If you want a little more flexibility to ride out colder temps, I'd recommend you go with the 20*F quilt rather than a 30*. Depending upon the quilt design, you can always open the quilt up more or cinch it down to adjust for temps.
A few other thoughts...
Width/cut... Selecting a quilt of appropriate width is really key. A quilt that isn't wide enough to allow for a good wrap around your upper torso/shoulders will allow for drafts. This is no fun as temps drop. Different quilts manufacturers also provide different cuts through the torso/footbox. Some like more room to spread out, others like a slimmer cut for thermal efficiency and weight savings.

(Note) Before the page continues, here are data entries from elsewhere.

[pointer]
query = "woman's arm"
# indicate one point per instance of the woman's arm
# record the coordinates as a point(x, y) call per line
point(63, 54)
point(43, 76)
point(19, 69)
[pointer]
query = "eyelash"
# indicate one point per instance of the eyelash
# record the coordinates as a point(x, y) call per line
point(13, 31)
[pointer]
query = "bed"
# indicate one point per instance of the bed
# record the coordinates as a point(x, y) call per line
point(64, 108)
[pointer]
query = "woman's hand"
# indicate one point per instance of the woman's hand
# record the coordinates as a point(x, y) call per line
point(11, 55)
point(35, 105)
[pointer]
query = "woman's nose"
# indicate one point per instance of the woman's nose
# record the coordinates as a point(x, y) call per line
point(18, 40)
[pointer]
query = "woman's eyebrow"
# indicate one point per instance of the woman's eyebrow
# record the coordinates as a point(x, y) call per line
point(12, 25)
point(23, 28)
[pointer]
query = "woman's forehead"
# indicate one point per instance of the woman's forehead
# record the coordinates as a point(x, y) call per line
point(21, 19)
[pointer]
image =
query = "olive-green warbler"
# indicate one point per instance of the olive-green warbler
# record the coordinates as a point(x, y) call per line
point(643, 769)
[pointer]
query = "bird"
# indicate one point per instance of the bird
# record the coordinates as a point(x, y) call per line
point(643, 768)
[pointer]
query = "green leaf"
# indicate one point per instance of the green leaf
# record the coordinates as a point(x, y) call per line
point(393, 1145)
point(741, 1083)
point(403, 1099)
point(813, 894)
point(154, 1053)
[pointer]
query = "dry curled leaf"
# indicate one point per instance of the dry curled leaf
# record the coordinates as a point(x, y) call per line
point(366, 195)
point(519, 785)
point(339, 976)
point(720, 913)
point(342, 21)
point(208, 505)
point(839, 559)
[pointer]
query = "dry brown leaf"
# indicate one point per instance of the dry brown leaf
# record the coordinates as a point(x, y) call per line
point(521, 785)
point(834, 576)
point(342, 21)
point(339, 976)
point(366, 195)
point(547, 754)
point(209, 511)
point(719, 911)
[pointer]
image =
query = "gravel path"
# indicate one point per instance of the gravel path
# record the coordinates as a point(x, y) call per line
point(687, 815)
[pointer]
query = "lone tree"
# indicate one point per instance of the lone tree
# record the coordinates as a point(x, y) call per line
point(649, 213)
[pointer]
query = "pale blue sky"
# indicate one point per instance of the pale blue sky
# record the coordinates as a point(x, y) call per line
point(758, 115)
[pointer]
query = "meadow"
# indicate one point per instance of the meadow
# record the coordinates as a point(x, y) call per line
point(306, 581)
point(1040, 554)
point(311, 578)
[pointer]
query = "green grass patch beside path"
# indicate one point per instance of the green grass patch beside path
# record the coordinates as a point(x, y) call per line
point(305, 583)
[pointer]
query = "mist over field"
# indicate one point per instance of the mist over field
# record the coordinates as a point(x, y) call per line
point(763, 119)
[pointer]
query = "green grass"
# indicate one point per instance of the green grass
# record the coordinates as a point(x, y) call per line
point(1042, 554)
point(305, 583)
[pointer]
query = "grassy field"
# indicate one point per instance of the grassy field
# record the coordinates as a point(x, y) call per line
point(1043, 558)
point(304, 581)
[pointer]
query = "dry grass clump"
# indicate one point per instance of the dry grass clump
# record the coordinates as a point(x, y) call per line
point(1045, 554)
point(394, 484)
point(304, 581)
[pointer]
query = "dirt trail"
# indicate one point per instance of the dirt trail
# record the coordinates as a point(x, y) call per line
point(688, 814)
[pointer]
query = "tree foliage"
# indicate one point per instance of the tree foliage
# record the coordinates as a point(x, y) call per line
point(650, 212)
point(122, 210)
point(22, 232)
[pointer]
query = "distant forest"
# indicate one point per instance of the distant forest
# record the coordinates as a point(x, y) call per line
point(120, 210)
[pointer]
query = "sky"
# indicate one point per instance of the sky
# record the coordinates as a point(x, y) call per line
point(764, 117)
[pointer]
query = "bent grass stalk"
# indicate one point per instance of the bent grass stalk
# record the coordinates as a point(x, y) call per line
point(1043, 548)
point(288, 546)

Footbox design... I'm on the fence. I have two quilts with a sewn footbox (Katabatic) that are super warm and cozy. Problem is, when it's a little warm out for the quilt, you can't easily vent or otherwise open up the footbox other than just hanging a leg out. Other designs, like the EE quilts, allow you open up the footbox for warm(er) weather use. On a dedicated summertime or warm weather quilt, this can be a nice feature. For a 3-season quilt, it might not be as ideal since it might not be as warm as a permanently enclosed footbox.
Strap designs... I really love the Katabatic Quilt strap system to attach the quilt to my sleeping pad. For a rotisserie sleeper (I spin round and round in my sleep), this system successfully keeps the pad under me and the quilt on top of me.
Hood... Definitely key as temps drop. Or plan to wear your down parka inside your quilt.
Layering... So, I have a 30*F 3-season down quilt and a 15*F down "winter" quilt. Earlier this year I purchased a 50*F synthetic quilt to use for the occasional really warm trip and to extend the range of my 15*F winter quilt into the realm of 0*F or colder. My plan is to layer the synthetic quilt on top of the down quilt and wear my down insulation pieces as needed inside the quilts. The synthetic quilt was sized large enough and is light enough to fully drape over my 15*F down quilt without any noticeable compression. In theory, having the synthetic quilt on top adds a little warmth and will also help with moisture management during wet winter trips by moving the dew point into the synthetic quilt rather than the down quilt. I haven't tested this yet in the field, but there were a few posts/articles over the last couple of years suggesting this approach works well for others.
FWIW, I've switched to quilts exclusively for the last 3 years or so. I don't even own a mummy bag anymore. They work a lot better for my needs and solve many of my issues with standard sleeping bags.